How to keep beta non-negative in Rolling Regression?

Hello, I want to migrate a GLM model to Rolling Regression Model, but I’m encountering some issues.

I don’t know how to keep all factors non-negative in MvNormal. My current approach is to use pm.math.exp . This actually changes the distribution of the sample, and I’m not sure if it’s a good idea. At the same time, pm.Truncated is not implemented for multivariate distributions, and MvHalfNormal seems to be unavailable.

Here is my current code, and I’m hoping someone could help me.

signal_num = data.shape[1]-1

COORDS = {'coeffs':data.iloc[:,:-1].columns.tolist(),'time':data.index.values}
model = pm.Model(coords = COORDS)
with model:
    sigma = pm.HalfNormal("sigma", sigma=0.1)
    X = pm.MutableData("X",data.iloc[:,:-1].values,dims=('time','coeffs'))
    beta_sigma = pm.Exponential("beta_sigma", 10.0,dims='coeffs')
    beta = pm.MvGaussianRandomWalk("beta", 
                                mu=np.zeros(signal_num),
                                dims=("time","coeffs"),
                                cov=pytensor.tensor.diag(beta_sigma),
                                init_dist=pm.MvNormal.dist(0.1, 0.01*np.eye(signal_num)))
    
    Y = pm.MutableData("Y",data['Y'].values)
    mu = pm.math.sum(X*pm.math.exp(beta),axis=1)
    Y_obs = pm.Normal("Y_obs", mu=mu, sigma=sigma, observed=Y)
    idata = jax.sample_numpyro_nuts(chains=1,draws=1000,tune=1000,postprocessing_backend="cpu",)

My original GLM model is

COORDS = {'coeffs':data.iloc[:,:-1].columns.tolist()}
model = pm.Model(coords = COORDS)
with model:
    sigma = pm.HalfNormal("sigma", sigma=0.1)
    X = pm.MutableData("X",data.iloc[:,:-1].values)
    Y = pm.MutableData("Y",data['Y'].values)
    beta = pm.TruncatedNormal(name = 'beta',mu=0.1,sigma=0.1,lower=0,dims="coeffs")
    mu = pm.math.dot(X,beta)
    Y_obs = pm.Normal("Y_obs", mu=mu, sigma=sigma, observed=Y)
    idata = jax.sample_numpyro_nuts(chains=4,draws=10000,tune=10000)

I would exponentiate just like you did, or after multiplying by X, if X can be non-positive.

Otherwise you could use a LogNormal likelihood and model mu without the exponentiation.

Thank you for your reply! After adding the time dimension, the in-sample model performance has significantly improved, but overfitting is also apparent. I would be grateful if you could show me how to add an L1 (L2) penalty.

In a bayesian setting you don’t usually worry about overfitting as you are not doing maximization, but integration over parameter uncertainty.

The more complex your model is, the more parameters it will (usually) have and more ways to spread out uncertainty when intregating with MCMC.

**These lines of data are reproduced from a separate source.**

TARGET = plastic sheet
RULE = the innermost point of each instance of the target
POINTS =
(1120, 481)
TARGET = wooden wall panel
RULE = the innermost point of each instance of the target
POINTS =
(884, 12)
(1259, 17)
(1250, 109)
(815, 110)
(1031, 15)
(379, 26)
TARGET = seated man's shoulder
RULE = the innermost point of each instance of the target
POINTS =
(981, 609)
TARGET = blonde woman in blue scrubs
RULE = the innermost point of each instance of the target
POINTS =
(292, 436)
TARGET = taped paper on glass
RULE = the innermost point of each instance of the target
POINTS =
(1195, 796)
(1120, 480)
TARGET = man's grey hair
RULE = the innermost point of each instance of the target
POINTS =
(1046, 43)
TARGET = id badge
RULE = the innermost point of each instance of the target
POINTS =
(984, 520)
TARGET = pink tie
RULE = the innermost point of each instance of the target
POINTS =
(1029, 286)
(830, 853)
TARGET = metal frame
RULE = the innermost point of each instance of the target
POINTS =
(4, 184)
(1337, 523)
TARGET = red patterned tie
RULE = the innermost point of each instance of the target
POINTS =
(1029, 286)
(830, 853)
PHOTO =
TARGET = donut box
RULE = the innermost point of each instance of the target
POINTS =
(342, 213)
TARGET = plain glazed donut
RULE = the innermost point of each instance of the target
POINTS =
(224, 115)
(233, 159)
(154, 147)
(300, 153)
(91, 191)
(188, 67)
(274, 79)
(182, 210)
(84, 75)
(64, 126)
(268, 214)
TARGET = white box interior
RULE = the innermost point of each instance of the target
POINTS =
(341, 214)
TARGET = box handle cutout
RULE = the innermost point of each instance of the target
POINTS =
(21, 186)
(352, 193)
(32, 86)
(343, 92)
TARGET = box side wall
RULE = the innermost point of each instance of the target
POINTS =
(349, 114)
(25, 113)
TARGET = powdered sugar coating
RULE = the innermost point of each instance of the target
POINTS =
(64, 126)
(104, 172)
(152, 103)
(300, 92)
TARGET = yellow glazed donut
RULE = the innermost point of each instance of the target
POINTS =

If your model seems “too certain” that could mean the opposite: you don’t have enough structure in it and you are underfitting. For example, you are just fitting the mean, but ignoring covariates, and with enough datapoints there is not much uncertainty about what the mean could be. However your predictions should still be uncertain, not overconfident.

That means you may need to try a more complex model that more closely resembles the process that could generate your data. Or you may need a more “spread out” likelihood function like a student-t instead of a normal.

In addition, if you want to be “skeptical” of large effects you can make your priors more concentrated around the “no-effects” region, say by using a normal more concentrated around zero as a prior for your coefficients, if zero means “no effect” in your model. This is somewhat equivalent to the use of regularizing coefficients in Maximum Likelihood Estimation.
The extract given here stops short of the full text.